It's been a few days since I've been here. Went to church with my cousin and her family on Saturday. Early Saturday, I sent him a text sincerely apologizing for my actions. Later that day, he responded saying I've been thinking about you a lot. I was not expecting a response. A few days have passed and I haven't heard from him again. I sent a text today telling him I missed him and that I wanted to save our relationship. He hasn't responded and I don't think he will. I kind of feel like I set myself up for a slap in the face. I don't know what his reason for sending me that text was. I don't really understand why he'd say that and not continue a conversation with me. I'm feeling just as I did the first day of the break up. While I understand that my life goals do not coincide with his, I still want to be with this man.

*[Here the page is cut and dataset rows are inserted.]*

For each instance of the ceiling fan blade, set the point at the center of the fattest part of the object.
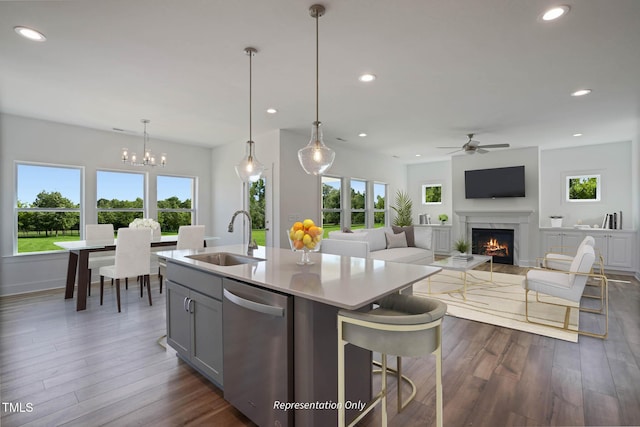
(494, 146)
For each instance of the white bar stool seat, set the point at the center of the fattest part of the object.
(402, 325)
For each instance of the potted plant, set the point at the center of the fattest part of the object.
(403, 207)
(461, 246)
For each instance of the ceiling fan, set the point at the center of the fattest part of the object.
(472, 146)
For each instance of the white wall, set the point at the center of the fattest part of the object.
(430, 173)
(613, 162)
(27, 139)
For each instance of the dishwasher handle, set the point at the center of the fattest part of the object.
(254, 306)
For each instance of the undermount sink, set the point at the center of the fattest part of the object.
(224, 258)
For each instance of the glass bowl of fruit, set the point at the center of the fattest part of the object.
(305, 237)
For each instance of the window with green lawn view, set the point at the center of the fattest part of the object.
(432, 194)
(583, 188)
(120, 197)
(358, 204)
(331, 206)
(48, 206)
(176, 202)
(379, 204)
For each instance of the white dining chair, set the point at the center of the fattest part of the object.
(189, 237)
(133, 250)
(98, 233)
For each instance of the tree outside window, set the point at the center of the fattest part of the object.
(176, 207)
(583, 188)
(48, 206)
(120, 197)
(432, 194)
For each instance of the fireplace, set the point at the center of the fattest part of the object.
(493, 241)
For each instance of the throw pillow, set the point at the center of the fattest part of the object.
(408, 231)
(396, 240)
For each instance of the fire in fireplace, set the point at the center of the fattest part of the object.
(495, 242)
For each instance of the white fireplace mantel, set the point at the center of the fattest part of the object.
(518, 220)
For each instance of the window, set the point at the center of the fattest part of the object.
(48, 207)
(358, 203)
(379, 204)
(432, 194)
(331, 206)
(120, 197)
(176, 205)
(583, 188)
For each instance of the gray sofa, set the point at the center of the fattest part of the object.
(383, 244)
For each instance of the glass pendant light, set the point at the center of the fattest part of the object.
(250, 169)
(316, 157)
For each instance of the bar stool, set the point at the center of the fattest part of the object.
(402, 325)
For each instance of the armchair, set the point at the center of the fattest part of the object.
(568, 285)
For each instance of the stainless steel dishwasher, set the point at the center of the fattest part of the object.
(258, 352)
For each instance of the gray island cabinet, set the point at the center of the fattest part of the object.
(194, 319)
(200, 327)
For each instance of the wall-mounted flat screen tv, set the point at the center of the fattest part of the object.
(494, 183)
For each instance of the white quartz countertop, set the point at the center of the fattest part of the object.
(340, 281)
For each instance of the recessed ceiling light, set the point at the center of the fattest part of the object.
(29, 33)
(555, 13)
(581, 92)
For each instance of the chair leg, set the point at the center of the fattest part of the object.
(118, 293)
(101, 288)
(148, 280)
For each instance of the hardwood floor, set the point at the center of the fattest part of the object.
(99, 367)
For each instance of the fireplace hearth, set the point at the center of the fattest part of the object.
(498, 243)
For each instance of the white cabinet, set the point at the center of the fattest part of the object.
(561, 241)
(440, 239)
(615, 246)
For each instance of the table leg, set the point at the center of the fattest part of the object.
(83, 270)
(71, 275)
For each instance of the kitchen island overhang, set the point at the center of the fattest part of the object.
(318, 292)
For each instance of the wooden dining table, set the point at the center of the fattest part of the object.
(79, 251)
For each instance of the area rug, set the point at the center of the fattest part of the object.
(499, 302)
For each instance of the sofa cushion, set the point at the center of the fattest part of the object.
(396, 240)
(376, 238)
(340, 235)
(408, 231)
(406, 255)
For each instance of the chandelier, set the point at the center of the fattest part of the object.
(148, 158)
(250, 169)
(316, 157)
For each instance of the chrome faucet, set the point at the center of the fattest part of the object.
(252, 243)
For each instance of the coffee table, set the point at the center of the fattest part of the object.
(463, 266)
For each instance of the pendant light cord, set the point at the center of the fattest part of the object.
(317, 70)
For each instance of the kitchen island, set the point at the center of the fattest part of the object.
(289, 358)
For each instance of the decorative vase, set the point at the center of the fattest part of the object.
(304, 242)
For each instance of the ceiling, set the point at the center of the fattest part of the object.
(444, 69)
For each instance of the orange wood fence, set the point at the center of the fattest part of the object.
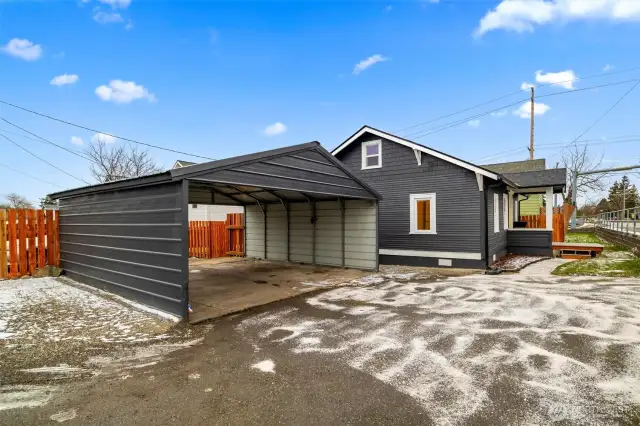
(30, 239)
(209, 239)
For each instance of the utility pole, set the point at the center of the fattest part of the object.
(532, 123)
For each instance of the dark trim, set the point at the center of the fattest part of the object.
(386, 259)
(185, 248)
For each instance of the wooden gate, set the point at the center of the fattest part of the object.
(209, 239)
(28, 241)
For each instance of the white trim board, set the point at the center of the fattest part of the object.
(415, 146)
(439, 254)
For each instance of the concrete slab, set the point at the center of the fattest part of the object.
(222, 286)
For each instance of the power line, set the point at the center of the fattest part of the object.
(28, 175)
(45, 140)
(607, 111)
(104, 133)
(43, 160)
(514, 93)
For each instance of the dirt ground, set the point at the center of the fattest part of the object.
(398, 347)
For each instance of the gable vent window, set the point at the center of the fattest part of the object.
(371, 155)
(423, 213)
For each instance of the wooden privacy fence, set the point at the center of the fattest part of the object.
(28, 241)
(540, 221)
(209, 239)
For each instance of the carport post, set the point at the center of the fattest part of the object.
(185, 248)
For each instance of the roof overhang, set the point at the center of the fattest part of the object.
(415, 146)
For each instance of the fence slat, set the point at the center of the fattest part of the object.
(22, 241)
(42, 261)
(4, 272)
(31, 235)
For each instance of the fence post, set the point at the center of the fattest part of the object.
(3, 244)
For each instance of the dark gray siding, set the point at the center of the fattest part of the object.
(129, 242)
(532, 242)
(458, 201)
(497, 240)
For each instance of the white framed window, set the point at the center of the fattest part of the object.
(371, 154)
(496, 212)
(505, 211)
(423, 213)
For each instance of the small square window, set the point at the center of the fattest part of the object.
(423, 213)
(372, 154)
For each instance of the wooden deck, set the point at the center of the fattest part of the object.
(578, 250)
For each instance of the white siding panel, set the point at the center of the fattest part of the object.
(360, 250)
(276, 232)
(254, 222)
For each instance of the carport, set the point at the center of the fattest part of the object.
(301, 204)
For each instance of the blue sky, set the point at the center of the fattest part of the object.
(225, 78)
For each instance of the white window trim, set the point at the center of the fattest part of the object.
(413, 214)
(496, 212)
(364, 154)
(505, 211)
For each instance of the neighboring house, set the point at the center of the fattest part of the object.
(531, 204)
(207, 212)
(439, 210)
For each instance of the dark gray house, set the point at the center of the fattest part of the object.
(439, 210)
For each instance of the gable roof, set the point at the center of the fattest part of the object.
(413, 145)
(517, 166)
(295, 173)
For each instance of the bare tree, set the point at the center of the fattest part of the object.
(113, 162)
(15, 201)
(578, 158)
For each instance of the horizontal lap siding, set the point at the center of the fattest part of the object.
(254, 232)
(329, 233)
(361, 250)
(127, 242)
(276, 232)
(301, 233)
(458, 201)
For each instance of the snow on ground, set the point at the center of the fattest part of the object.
(537, 348)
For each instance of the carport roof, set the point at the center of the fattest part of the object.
(294, 173)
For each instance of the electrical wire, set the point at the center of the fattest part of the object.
(42, 159)
(104, 133)
(28, 175)
(514, 93)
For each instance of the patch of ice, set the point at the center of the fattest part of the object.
(266, 366)
(63, 416)
(19, 396)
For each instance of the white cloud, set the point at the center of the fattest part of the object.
(275, 129)
(369, 62)
(63, 79)
(124, 92)
(101, 137)
(524, 111)
(563, 78)
(23, 49)
(108, 18)
(121, 4)
(526, 86)
(77, 140)
(523, 15)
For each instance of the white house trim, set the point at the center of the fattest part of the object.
(413, 145)
(437, 254)
(365, 156)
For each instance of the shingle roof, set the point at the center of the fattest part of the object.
(517, 166)
(549, 177)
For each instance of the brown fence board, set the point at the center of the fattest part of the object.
(4, 271)
(42, 260)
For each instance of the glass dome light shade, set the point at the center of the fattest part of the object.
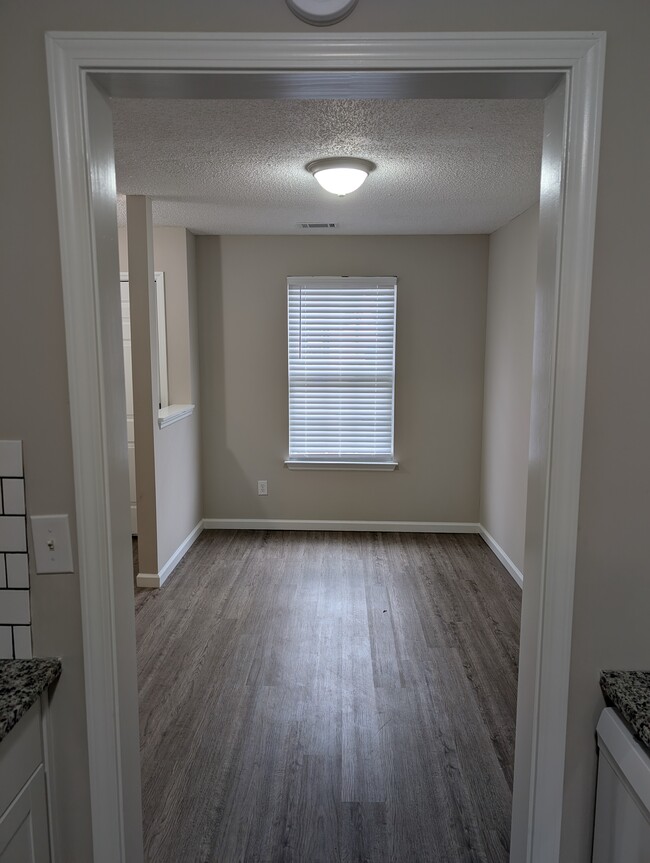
(340, 176)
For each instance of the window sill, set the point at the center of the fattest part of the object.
(172, 414)
(294, 464)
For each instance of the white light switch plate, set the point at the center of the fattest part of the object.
(52, 548)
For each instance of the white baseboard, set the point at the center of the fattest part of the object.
(154, 580)
(314, 524)
(503, 557)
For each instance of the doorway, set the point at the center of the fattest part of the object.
(81, 123)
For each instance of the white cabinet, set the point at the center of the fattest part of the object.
(23, 827)
(622, 825)
(24, 833)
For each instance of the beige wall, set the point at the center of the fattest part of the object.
(177, 454)
(612, 594)
(512, 273)
(438, 386)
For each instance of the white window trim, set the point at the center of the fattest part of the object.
(387, 463)
(295, 464)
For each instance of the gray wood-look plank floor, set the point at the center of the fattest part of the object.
(322, 697)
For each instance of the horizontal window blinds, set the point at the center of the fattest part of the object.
(341, 368)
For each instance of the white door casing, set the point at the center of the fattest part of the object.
(579, 58)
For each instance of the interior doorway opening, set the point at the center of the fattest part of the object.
(561, 331)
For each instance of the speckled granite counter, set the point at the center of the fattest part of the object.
(21, 684)
(629, 693)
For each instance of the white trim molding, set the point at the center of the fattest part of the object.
(316, 524)
(173, 413)
(578, 58)
(157, 579)
(296, 464)
(494, 546)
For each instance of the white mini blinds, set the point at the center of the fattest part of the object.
(341, 371)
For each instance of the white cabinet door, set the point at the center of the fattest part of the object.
(23, 827)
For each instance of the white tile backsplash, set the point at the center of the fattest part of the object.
(22, 642)
(11, 458)
(6, 643)
(14, 607)
(13, 494)
(17, 570)
(13, 536)
(15, 611)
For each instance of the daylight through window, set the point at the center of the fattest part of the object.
(341, 370)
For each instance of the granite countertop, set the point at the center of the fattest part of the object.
(629, 693)
(21, 684)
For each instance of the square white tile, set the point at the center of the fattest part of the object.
(6, 643)
(13, 493)
(17, 570)
(11, 458)
(12, 533)
(22, 642)
(14, 607)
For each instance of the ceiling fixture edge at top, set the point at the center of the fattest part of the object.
(321, 13)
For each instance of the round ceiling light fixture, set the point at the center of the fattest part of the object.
(321, 13)
(340, 175)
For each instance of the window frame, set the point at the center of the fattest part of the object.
(314, 463)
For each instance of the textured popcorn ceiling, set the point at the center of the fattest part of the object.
(238, 166)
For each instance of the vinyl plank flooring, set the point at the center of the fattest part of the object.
(316, 697)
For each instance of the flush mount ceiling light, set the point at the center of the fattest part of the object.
(321, 12)
(341, 174)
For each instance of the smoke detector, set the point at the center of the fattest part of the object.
(321, 13)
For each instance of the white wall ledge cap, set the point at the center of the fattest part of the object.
(172, 414)
(296, 464)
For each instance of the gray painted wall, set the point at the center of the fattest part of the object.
(512, 275)
(441, 293)
(612, 594)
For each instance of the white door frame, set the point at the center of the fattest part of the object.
(579, 57)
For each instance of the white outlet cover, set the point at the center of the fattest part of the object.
(52, 547)
(321, 12)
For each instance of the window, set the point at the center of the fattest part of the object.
(341, 371)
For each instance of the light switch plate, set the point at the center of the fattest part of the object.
(52, 548)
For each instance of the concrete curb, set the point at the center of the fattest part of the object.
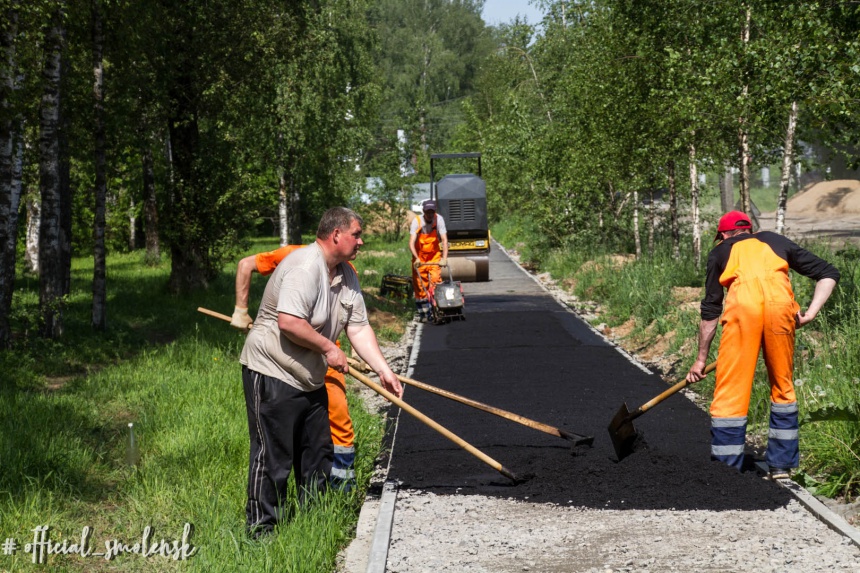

I need to let this go. I need to be patient with myself and allow things to happen. I can not control this. What is happening is going to happen regardless, so I need to accept it as it comes. I don't think I'll hear from him again. He will most likely disregard my text and hope that I just go away. I feel that I've done all that I could do.
I wonder what's so special about this guy that you are so attracted to him. Based on what you wrote, there are better fish in the pond. And yes there are men in their mid to late thirties that have intentions of starting a family me being one of them. He's upset that he doesn't have a meal prepared on the table? Chilling on the patio drinking beer and smoking cigarettes.. Sounds like a real tool if you ask me. Surely you can do much better.

So why don't you put yourself out there and see what kind of men you can find? You said you were going to church. Maybe there are some men there that'd be a good fit.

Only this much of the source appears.